Capítulo 5
—¡Ese no es mi hijo! Nuestro bebé era tan hermoso… —le solté a Ramón con el corazón hecho pedazos, como un último intento desesperado de despertar en él, aunque fuera un poco de amor por ese amado hijo que nunca llegó a nacer.

—Francisca, el bebé ya no está. Aferrarte a esas cosas solo te hace daño. Y no hagas tanto escándalo por una tontería, ¿qué va a pensar la manada de mí? Eres una inmadura. Cálmate de una vez.

Y dicho eso, sin vacilar, levantó a Fabiola en brazos y se fue con ella a paso largo.

Cuando por fin el llanto me dio tregua, recogí con dolor los restos de ropa y la foto rota de la basura. Con manos temblorosas, traté de recomponer la ropa.
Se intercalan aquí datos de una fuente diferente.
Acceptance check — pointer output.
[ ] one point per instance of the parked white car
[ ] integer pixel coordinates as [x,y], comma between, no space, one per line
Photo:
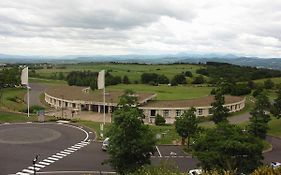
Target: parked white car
[195,172]
[105,144]
[275,165]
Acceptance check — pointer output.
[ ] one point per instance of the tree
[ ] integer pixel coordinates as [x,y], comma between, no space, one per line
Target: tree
[240,89]
[276,107]
[220,113]
[257,92]
[131,142]
[165,168]
[188,74]
[159,120]
[128,98]
[259,120]
[227,147]
[187,125]
[178,79]
[268,84]
[126,80]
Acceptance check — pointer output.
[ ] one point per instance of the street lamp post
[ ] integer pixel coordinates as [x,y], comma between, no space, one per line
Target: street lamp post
[34,162]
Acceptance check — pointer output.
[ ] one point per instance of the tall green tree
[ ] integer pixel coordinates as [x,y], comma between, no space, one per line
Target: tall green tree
[260,117]
[130,141]
[227,147]
[276,107]
[126,80]
[220,113]
[187,125]
[128,98]
[268,84]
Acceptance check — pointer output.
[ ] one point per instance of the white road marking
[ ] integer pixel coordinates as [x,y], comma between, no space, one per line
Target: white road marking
[65,152]
[51,158]
[68,150]
[59,154]
[78,147]
[32,168]
[73,149]
[81,144]
[160,155]
[20,173]
[44,163]
[57,157]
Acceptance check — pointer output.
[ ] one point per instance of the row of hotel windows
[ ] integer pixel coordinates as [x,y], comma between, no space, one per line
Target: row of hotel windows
[166,113]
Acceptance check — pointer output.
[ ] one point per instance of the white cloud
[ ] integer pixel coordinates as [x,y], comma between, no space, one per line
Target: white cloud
[64,27]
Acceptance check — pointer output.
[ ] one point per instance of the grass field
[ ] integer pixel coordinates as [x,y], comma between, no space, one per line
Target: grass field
[275,127]
[47,81]
[275,80]
[165,92]
[12,99]
[13,117]
[133,71]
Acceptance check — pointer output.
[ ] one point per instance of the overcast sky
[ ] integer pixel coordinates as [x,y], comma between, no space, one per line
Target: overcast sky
[111,27]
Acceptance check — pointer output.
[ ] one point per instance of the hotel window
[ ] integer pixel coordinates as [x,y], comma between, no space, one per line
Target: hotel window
[200,111]
[153,113]
[166,113]
[178,113]
[210,111]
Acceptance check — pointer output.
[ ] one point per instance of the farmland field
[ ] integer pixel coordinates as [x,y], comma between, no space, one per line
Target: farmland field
[133,71]
[12,98]
[165,92]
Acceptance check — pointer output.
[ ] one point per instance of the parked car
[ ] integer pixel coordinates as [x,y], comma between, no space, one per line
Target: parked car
[275,164]
[195,172]
[105,144]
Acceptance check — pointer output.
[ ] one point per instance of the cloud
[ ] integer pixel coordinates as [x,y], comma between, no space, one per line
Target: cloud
[64,27]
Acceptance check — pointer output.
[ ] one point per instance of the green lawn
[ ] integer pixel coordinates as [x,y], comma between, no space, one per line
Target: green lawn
[12,98]
[275,80]
[275,127]
[133,71]
[46,81]
[165,92]
[13,117]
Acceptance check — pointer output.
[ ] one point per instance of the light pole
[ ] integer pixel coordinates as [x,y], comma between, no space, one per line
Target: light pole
[34,162]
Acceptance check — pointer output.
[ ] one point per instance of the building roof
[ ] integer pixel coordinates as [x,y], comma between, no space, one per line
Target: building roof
[198,102]
[80,94]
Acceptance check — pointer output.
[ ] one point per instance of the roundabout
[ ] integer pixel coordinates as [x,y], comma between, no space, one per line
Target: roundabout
[51,142]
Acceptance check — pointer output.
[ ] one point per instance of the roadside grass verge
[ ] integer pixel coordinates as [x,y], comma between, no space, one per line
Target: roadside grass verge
[14,117]
[133,71]
[275,127]
[46,81]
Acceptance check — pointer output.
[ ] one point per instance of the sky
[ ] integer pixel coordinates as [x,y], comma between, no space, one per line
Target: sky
[121,27]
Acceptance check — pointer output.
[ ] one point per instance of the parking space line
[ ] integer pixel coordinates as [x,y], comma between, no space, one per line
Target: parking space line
[59,155]
[160,155]
[44,163]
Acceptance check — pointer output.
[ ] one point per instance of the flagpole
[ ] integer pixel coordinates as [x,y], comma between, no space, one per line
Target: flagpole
[104,105]
[27,100]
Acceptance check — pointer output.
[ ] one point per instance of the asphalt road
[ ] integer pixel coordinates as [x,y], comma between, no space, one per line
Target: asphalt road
[69,149]
[20,143]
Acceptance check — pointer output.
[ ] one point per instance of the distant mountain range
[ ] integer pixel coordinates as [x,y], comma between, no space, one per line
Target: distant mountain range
[271,63]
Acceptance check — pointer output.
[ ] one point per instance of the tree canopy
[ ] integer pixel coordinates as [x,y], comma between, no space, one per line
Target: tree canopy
[130,141]
[220,113]
[227,147]
[260,117]
[187,125]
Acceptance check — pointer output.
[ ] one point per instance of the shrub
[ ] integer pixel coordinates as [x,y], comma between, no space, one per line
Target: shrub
[159,120]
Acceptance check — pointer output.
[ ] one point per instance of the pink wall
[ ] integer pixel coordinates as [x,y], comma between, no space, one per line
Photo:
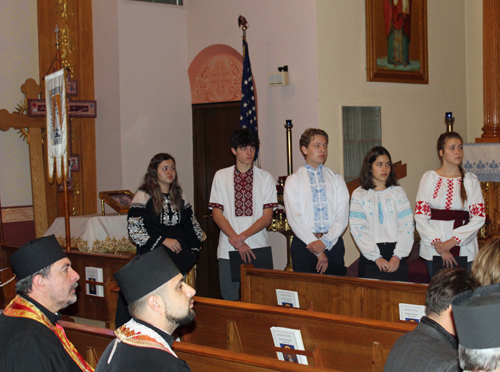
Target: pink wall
[281,32]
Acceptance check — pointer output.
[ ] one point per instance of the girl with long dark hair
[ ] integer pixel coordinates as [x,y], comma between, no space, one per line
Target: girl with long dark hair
[381,219]
[450,207]
[159,215]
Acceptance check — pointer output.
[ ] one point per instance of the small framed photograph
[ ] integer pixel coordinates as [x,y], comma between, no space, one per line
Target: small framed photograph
[119,200]
[74,163]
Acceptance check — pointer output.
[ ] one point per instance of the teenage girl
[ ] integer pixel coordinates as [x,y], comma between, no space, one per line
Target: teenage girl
[450,207]
[381,219]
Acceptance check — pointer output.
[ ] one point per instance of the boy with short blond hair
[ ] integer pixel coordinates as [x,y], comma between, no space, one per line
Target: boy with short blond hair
[317,209]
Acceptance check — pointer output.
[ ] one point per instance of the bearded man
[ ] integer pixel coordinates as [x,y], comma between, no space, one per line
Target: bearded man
[159,302]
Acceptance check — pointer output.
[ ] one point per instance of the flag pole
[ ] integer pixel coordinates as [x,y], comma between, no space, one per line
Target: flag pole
[65,164]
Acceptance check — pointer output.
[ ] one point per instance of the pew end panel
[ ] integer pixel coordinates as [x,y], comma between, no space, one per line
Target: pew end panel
[345,342]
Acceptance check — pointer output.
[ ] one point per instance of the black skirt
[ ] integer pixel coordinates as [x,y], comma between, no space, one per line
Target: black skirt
[369,269]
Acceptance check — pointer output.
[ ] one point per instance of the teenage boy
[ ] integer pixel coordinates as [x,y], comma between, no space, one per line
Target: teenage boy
[317,209]
[243,198]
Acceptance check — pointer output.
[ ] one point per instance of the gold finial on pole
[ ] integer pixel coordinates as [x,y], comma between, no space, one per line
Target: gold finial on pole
[243,24]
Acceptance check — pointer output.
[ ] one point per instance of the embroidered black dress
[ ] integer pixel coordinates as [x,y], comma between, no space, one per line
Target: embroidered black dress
[147,230]
[119,356]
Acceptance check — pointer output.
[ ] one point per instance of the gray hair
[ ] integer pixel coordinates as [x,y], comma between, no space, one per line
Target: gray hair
[487,360]
[25,285]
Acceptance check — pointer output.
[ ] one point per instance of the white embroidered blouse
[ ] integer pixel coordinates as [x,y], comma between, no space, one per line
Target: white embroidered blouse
[381,217]
[436,192]
[317,201]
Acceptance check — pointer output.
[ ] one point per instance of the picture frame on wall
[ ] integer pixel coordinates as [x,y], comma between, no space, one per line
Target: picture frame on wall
[119,200]
[396,41]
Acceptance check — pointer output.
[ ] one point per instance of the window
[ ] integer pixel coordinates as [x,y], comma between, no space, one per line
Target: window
[362,131]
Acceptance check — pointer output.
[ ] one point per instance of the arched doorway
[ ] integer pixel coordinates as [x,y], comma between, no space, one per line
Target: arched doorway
[215,78]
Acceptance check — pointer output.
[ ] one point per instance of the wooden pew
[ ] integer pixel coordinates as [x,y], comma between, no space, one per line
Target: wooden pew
[344,343]
[87,306]
[364,298]
[92,341]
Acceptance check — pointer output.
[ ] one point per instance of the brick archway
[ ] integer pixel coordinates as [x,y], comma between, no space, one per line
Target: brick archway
[215,75]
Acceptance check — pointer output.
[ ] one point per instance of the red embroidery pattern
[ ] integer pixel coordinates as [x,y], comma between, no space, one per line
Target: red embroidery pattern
[449,195]
[243,198]
[423,208]
[270,205]
[438,186]
[477,210]
[215,205]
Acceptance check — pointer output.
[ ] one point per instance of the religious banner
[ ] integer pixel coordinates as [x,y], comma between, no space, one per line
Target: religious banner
[57,125]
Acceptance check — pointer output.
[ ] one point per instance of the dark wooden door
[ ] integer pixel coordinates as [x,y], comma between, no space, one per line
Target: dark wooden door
[212,126]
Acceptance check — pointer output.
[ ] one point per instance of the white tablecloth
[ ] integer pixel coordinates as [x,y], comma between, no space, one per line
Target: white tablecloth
[483,159]
[95,233]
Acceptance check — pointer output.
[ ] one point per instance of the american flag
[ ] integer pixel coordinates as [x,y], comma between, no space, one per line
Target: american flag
[248,114]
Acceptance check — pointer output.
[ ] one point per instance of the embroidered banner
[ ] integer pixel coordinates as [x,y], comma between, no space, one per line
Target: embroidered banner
[57,127]
[483,159]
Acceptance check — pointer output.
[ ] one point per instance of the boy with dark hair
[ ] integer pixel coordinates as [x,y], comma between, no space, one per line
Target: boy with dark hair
[432,345]
[317,209]
[243,198]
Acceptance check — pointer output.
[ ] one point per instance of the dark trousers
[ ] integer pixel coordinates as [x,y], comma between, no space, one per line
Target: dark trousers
[305,262]
[369,269]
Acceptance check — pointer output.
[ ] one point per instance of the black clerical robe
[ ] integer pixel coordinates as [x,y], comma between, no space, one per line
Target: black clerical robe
[27,345]
[128,354]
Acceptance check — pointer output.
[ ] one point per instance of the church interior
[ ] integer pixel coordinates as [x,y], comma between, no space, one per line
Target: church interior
[146,67]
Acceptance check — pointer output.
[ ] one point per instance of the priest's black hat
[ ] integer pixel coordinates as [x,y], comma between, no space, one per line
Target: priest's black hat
[36,255]
[145,273]
[477,317]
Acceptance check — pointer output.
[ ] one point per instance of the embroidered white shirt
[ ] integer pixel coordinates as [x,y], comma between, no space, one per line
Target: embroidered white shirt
[381,217]
[436,192]
[222,196]
[317,201]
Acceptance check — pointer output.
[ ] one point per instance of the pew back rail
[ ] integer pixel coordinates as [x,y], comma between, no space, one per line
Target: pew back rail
[364,298]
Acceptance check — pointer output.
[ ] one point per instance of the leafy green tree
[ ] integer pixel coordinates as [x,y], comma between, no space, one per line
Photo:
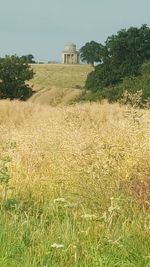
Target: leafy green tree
[14,72]
[122,56]
[91,52]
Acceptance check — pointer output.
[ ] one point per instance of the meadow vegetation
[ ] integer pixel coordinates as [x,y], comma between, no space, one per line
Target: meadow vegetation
[74,185]
[58,84]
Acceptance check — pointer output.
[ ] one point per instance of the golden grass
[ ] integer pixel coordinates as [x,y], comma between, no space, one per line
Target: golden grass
[58,84]
[79,178]
[83,151]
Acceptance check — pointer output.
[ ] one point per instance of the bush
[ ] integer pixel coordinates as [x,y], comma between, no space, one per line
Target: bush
[14,72]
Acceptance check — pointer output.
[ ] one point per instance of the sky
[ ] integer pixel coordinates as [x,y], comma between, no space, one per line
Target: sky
[43,27]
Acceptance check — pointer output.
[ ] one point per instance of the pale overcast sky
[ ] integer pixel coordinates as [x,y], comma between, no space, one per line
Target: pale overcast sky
[43,27]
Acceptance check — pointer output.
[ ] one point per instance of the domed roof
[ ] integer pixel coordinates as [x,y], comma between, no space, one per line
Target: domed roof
[71,47]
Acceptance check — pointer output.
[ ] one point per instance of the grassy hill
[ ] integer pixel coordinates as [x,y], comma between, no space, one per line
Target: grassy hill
[58,84]
[74,185]
[74,179]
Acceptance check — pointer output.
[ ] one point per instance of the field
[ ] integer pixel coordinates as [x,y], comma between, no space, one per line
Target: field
[58,84]
[74,183]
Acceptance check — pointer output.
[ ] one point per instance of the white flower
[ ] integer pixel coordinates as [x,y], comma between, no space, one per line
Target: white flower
[88,216]
[61,200]
[55,245]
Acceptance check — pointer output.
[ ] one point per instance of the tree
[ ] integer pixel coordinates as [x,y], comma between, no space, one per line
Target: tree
[121,56]
[14,73]
[91,52]
[28,59]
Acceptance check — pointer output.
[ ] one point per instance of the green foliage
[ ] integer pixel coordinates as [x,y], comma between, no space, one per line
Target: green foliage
[122,56]
[14,72]
[91,52]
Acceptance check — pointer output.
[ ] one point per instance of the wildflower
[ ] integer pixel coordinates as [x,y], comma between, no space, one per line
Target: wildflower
[55,245]
[61,200]
[88,216]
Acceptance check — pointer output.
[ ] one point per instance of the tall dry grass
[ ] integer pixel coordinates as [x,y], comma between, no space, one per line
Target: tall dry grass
[58,84]
[80,176]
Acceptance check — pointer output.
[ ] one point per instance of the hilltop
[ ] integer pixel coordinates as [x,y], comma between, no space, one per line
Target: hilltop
[57,84]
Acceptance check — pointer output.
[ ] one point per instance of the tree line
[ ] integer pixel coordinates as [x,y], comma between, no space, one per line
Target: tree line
[14,72]
[121,56]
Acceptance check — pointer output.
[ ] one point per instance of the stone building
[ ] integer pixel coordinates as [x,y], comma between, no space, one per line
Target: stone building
[70,55]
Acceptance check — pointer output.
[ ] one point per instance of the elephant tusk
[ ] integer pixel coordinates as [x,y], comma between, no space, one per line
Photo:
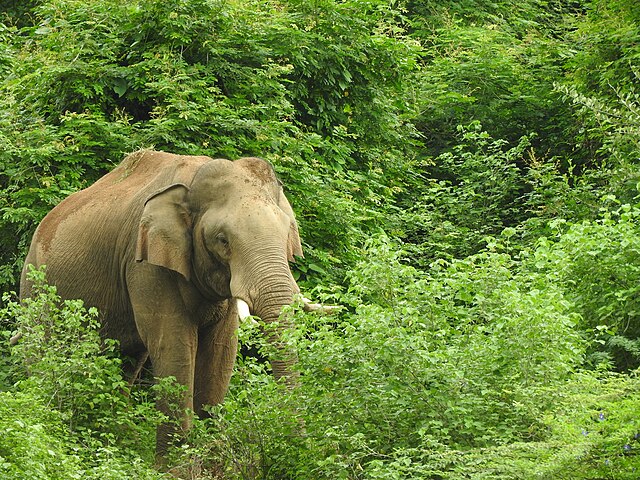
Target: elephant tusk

Luego, con sumo cuidado, pegué la foto con pegamento.

Acaricié una y otra vez esa imagen como si fuera el tesoro más valioso del mundo. Solo entonces, entre los escombros de tanto dolor, sentí un mínimo alivio en el pecho.

Con esa foto, sentía que mi hijo realmente había existido. Pero Ramón jamás entendió lo que esto significaba para mí.

Poco después, él regresó. Se agachó y alargó la mano para acariciarme la cabeza con cinismo.

—¡No me toques!

Me aparté con desprecio. No soportaba que me tocara.

Su expresión se endureció enseguida. Sin decir nada, me arrancó la foto de las manos y la lanzó al fuego.

Las llamas la devoraron en cuestión de segundos.

Me lancé como loca hacia la chimenea, desesperada, tratando de rescatar aunque fuera un pedazo. Pero Ramón me sujetó con fuerza. Me atrapó entre sus brazos, alzó mi barbilla y me obligó a mirarlo a los ojos a través de mis lágrimas.

—Francisca, nuestro hijo no nació. Está muerto. ¡Murió hace años!

Sus palabras me hirieron. Pero me hicieron abrir los ojos de golpe.

Qué cruel podía llegar a ser este tipo. Tan cruel, que ni siquiera era capaz de tolerar una simple foto.

¡Él era el padre de ese hijo!

Y aun así, fue él quien se empeñó en romper mi última esperanza.

Él quería que lo olvidara. Pero ese bebé era parte de mí, de mi sangre. Si yo no lo recordaba, entonces nadie en este mundo lo haría.

—Cuando nazca el hijo de Fabiola, lo criarás como si fuera nuestro.

Despreocupado me levantó en brazos, dispuesto a llevarme de regreso al cuarto. Pero justo en ese momento, Fabiola apareció en la puerta. Llevaba puesto un camisón de encaje, y lo miró con ojos suplicantes.

—Tuve una pesadilla... Tengo miedo de dormir sola. El bebé también.

Ramón hizo mala cara y me lanzó una mirada, visiblemente incómodo.

Fabiola mordió su labio inferior y, con una voz temblorosa, a punto de quebrarse, dijo:

—Tengo mucho miedo, ¿y si por eso pierdo al bebé?

Esas palabras lo hicieron vacilar de inmediato. Al instante me soltó y, con gesto torpe, trató de justificarse.

—Fabiola no se siente bien. Me quedaré un rato con ella. Después iré a acompañarte, ¿de acuerdo?

—No hace falta. Mejor quédate con ella.

Al verme tan tranquila, sin una sola queja, Ramón suspiró aliviado.

—Sabía que eras la mejor de todas.

Entonces la rodeó con el brazo y entró con ella en el cuarto. Esperé toda la noche ansiosa, pero él nunca regresó.

Y lo supe. Ya no iba a regresar. Y yo, tampoco iba a seguir esperándolo.

Ramón tenía razón: aferrarme a las cosas del bebé solo era una forma de engañarme a mí misma.

No necesito más que guardarlo en mi corazón. Con eso era más que suficiente.